Bio: Ari Holtzman is a PhD student at the University of Washington. His research has focused broadly on generative models of text: how we can use them and how can we understand them better. His research interests have spanned everything from dialogue, including winning the first Amazon Alexa Prize in 2017, to fundamental research on text generation, such as proposing Nucleus Sampling, a decoding algorithm used broadly in deployed systems such as the GPT-3 API and academic research. Ari completed an interdisciplinary degree at NYU combining Computer Science and the Philosophy of Language.


Quantum Seminar Speaker
Speaker: Kaitlin (Kate) Smith, Super.tech
Date: Thursday, March 23
Time: 4:30pm EST
Location: B205 EQuad
Host: Andrew Houck
Event page: https://www.cs.princeton.edu/events/26356

Title: An Architect’s Perspective on Quantum Computer Scaling:  Why, What, and How?
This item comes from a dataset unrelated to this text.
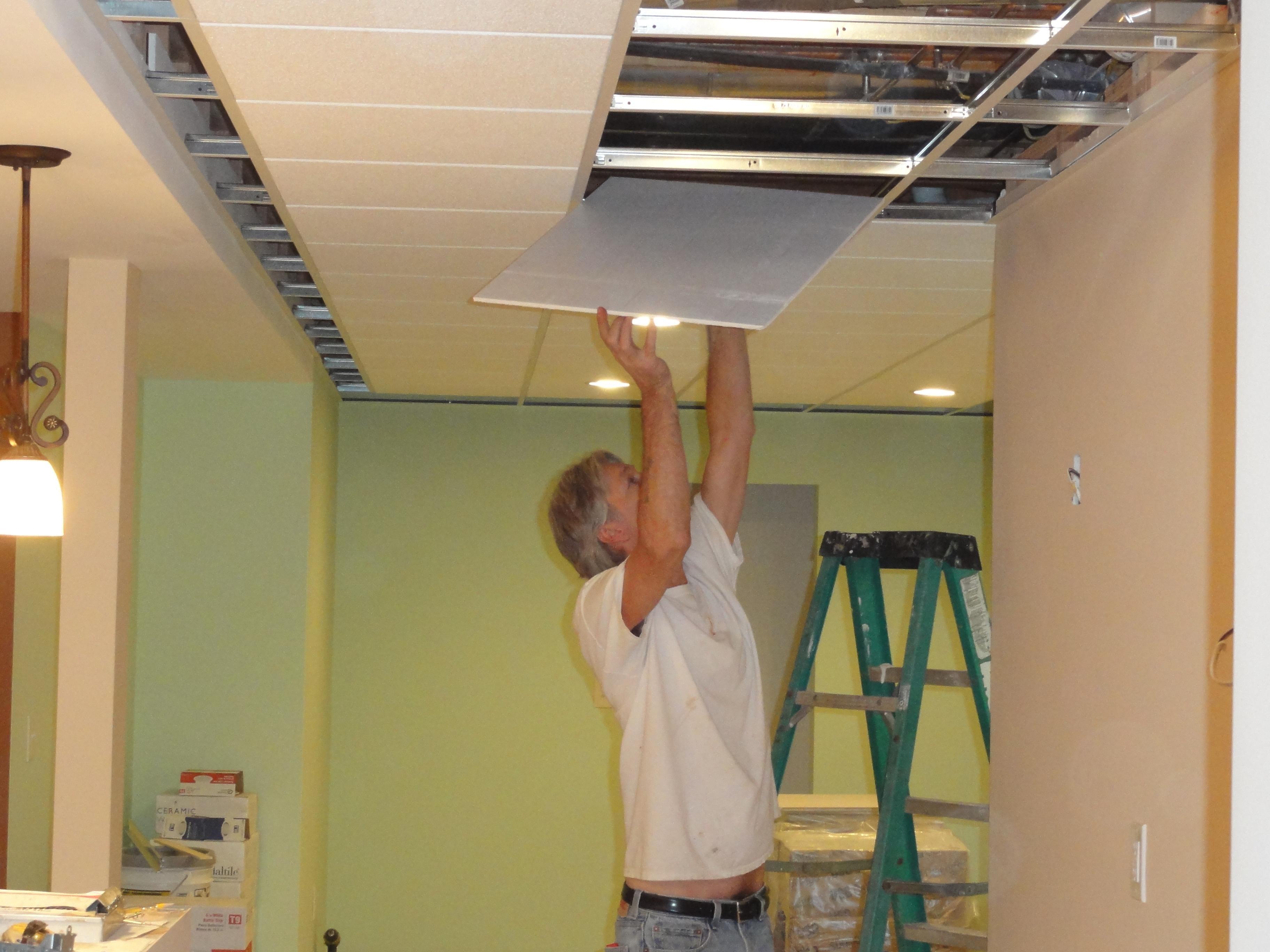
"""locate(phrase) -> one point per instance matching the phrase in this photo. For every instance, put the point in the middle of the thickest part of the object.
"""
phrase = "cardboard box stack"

Abstract:  Quantum computation has potential to solve problems that are out of reach for today’s classical computers. Many of the proposed applications for quantum computers (QCs), such as those in chemistry, material science, and optimization, are capable of substantial human impact. However, the full promise of quantum will only be realized if better qubits and QCs emerge that are capable of large-scale computation. The roadmap to QC scaling does not only contain a single path but many that run in parallel. In addition to pursuing devices with more qubits, quantum researchers must 1) co-design software that pushes the frontier of existing machines and 2) build models that guide future QC design toward optimized performance. In this talk, I discuss the why, what, and how involved with scaling today’s QCs. First, I motivate the pursuit of quantum computing and introduce fundamental concepts. Next, I present a case study that explores optimized quantum circuit compilation, reducing decoherence via circuit slack. I show how quantum algorithms can adapt to the unique characteristics of today’s QCs through optimized gate scheduling, leading to significant improvements in success during runtime. In the third part of this talk, hardware challenges that restrict the number qubits on-chip are highlighted. With a focus on fixed-frequency transmon QCs, I explore the viability of modular architectures to scale quantum devices, presenting promising results in terms of yield, gate performance, and application-based analysis. Finally, an outlook is given on future directions in QC software and hardware co-design that aim to accelerate progress toward achieving practical quantum machines.

Bio: Kaitlin is a quantum software manager at Super.tech, a software division of Infleqtion. >From 2020-2022, she was an IBM and Chicago Quantum Exchange Postdoctoral Scholar in the University of Chicago’s Department of Computer Science, advised by Prof. Fred Chong. Kaitlin is a co-author of the 2022 IEEE International Symposium on High-Performance Computer Architecture (HPCA) Best Paper, named a 2021 MIT EECS Rising Star, and the recipient of the 2021 IEEE Computer Society Technical Committee on Multiple Valued Logic (TC-MVL) Kenneth C. Smith Early Career Award in Microelectronics.